I look forward to your answers!

Thank you :thanks


----------



## Miceandmore64 (Jul 16, 2013)

Pretty much same as females. But because males are usually alone they can be very take with human interaction. Watch out they stink more than females XD


----------



## Love'demMeeces (Mar 26, 2014)

Ha! Yuck. Well, I'm hoping that by only having one single boy in the tank that it won't be too terrible. If I make several daily efforts at comforting him (with treats) then tiny Nickolas should learn to trust me very easily.
Thank you!


----------



## jturner (Apr 13, 2014)

I have never had a female as a pet, but my male mouse, Schtunkie, is a sweetie.

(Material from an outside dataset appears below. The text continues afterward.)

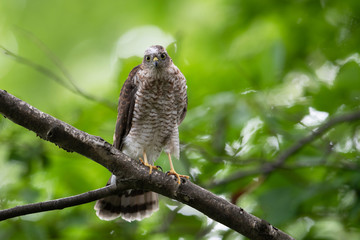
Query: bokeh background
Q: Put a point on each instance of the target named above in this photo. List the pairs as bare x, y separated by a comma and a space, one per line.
261, 75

I've had him for two years. He's very tame, likes his cheeks rubbed, and is a Cheerio junkie. Yes, he is smelly; hence his full name "Furschtunka". I have a routine that controls the odor. I put Marshall's "Goodbye Odor" for small pets in his drinking water. I clean the cage every other day and wipe it down with"Nature's Miracle Cage Wipes", including the toys and his wheel. I use aspen shavings for bedding. A few times a year, I put Schtunkie in his travel cage and soak his regular cage and everything overnight in a solution of water and white vinegar, then rinse really well. I also have an air purifier in the room where he lives. He really stank when I first got him but since using the cleaning routine, there is no odor. Bless you for rescuing the little dude and good luck!
jturner


----------



## Love'demMeeces (Mar 26, 2014)

Thanks for all the tips! I'm a big fan of the Nature's Miracle products.


----------



## BlackSelf (Apr 15, 2014)

As far as i can tell my male mice likes being with me a lot more than my doe, it all boils down to their temperament I'd say. Keep in mind do, they do smell!


----------



## Love'demMeeces (Mar 26, 2014)

_Hello, folks.
Just thought I'd follow up with you about rescuing little Nicholas.
Well.....no Nicholas. By the time I went back to Petco he'd been sold.  
However, I ended up taking home 2 beautiful females! My favorite is a long-haired white w/grey (looks just like Nicholas' sister), and the other is a satin white w/black spots including a black patch over one eye. Tiny girls. Anyway, I set up my 10 gallon tank for them & watched them play for hours! I just might name them Madonna & Poker Face. Happy :clap 

So that is the end of my mice-saving adventure.
Have a wonderful day._


----------